Re: Questions: how to exclude substring having Evil meanings
by roboticus (Chancellor) on Dec 02, 2009 at 17:02 UTC
|
lihao:
I've never had to do such a thing, but I'd suggest simply removing all vowels from the alphabet you use to generate the codes. That way there wouldn't be anything pronouncable. It's certainly a lot simpler than worrying about stop word lists and the attendant worries of missing some foul words in other languages...
...roboticus
Update: At least I hope that no languages have pronounceable words without vowels in the standard ASCII set. | [reply] [Watch: Dir/Any] |
|
At least until someone gets in a huff about getting a code SH1T455 or 455H0L3 or . . . :)
There's always Regexp::Common::profanity (and variants specialized for other locales and languages), but you'd (the OP, that is) want to examine them to make sure they handle everything you're worried about.
Update: Or another idea: just use a hex representation of the record number (which'll be longer than 7 chars, but you'll only have to worry about offending Hindus or vegans with DEADBEEF :).
The cake is a lie.
The cake is a lie.
The cake is a lie.
| [reply] [Watch: Dir/Any] |
|
Too true ... I think the problem is somewhat artificial, as people can find all sorts of things to be unreasonable about. ;^)
Sure, we could omit digits that look like vowels from the alphabet (0, 1, 3, 4), but then someone'll complain about stuff when you turn the code upside down or some such.
...roboticus
| [reply] [Watch: Dir/Any] |
|
... you'll only have to worry about ... DEADBEEF ...
I once had someone complain to me – only semi-facetiously – about the presence of 666 in some identifier or other. And then you have to worry about 13 (Europe/NA), 4 (China), etc., etc.

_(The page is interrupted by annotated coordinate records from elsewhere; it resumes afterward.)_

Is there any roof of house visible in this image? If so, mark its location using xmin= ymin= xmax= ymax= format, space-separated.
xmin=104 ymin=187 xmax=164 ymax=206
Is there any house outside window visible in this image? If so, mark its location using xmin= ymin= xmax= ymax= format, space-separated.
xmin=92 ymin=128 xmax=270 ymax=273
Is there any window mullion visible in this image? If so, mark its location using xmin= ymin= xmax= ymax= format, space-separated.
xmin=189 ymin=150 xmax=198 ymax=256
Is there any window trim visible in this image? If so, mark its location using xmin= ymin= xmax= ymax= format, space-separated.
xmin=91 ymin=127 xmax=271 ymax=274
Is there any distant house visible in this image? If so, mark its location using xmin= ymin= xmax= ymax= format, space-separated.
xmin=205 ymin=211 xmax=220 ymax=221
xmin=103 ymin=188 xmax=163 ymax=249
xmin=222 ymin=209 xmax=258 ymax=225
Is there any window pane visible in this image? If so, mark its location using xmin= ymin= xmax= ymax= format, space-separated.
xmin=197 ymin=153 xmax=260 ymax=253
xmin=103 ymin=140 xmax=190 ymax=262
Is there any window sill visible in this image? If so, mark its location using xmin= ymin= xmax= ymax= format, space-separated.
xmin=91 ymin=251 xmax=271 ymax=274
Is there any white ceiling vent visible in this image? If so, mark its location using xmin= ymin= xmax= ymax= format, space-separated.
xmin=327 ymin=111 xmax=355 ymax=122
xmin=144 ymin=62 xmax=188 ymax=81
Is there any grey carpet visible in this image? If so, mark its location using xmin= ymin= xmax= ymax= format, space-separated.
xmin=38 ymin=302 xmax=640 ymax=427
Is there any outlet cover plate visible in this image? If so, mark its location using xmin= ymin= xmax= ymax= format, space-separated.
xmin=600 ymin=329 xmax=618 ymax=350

| [reply] [Watch: Dir/Any] [d/l] |
|
|
| [reply] [Watch: Dir/Any] |
|
| [reply] [Watch: Dir/Any] |
|
|
|
|
|
Tsk tsk tsk, hmm, shh, and the rare cwm, to name a few.
-QM
--
Quantum Mechanics: The dreams stuff is made of
| [reply] [Watch: Dir/Any] |
Re: Questions: how to exclude substring having Evil meanings
by Utilitarian (Vicar) on Dec 02, 2009 at 17:30 UTC
|
| [reply] [Watch: Dir/Any] [d/l] |
Re: Questions: how to exclude substring having Evil meanings
by roboticus (Chancellor) on Dec 02, 2009 at 17:24 UTC
|
lihao:
Well, with 7 characters and 5 million records, you don't need much of a character set. You could get by with the digits 0-9 and wouldn't have to revisit the issue until you double the table size. Adding just a few more symbols would greatly increase the space to work in, so Fletch's idea of using hex digits would be a good way to go. (That'd give you over 250 million records before you need to expand your character set.)
Personally, though, I think I'd just use upper-case letters without vowels. That gives you over a billion records, and leaves out the I/1, 0/O/Q, etc. confusions...
...roboticus | [reply] [Watch: Dir/Any] |
Re: Questions: how to exclude substring having Evil meanings
by tirwhan (Abbot) on Dec 02, 2009 at 17:05 UTC
|
use NoEvil; ?
Losing the sarcasm, the simplest thing I can think of is don't use vowels in your codes. Of course that then leaves you in the situation of having leetspeakisms such as 3v1l and sh1t appear in your codes, so you'd need to exclude a lot of numbers as well. Or maybe only show the codes to users who aren't so incredibly prissy?
| [reply] [Watch: Dir/Any] [d/l] |
Re: Questions: how to exclude substring having Evil meanings
by ikegami (Patriarch) on Dec 02, 2009 at 17:17 UTC
|
Effectively, you have a base 36 number. You could switch the number to base 10 (11 digits if you use the full range) or hex (10 digits if you use the full range, 9 covers most) when showing it to the user, although that might require you to do some changes to allow both formats in some inputs. Bonus: it avoids confusing 1/l and 0/O.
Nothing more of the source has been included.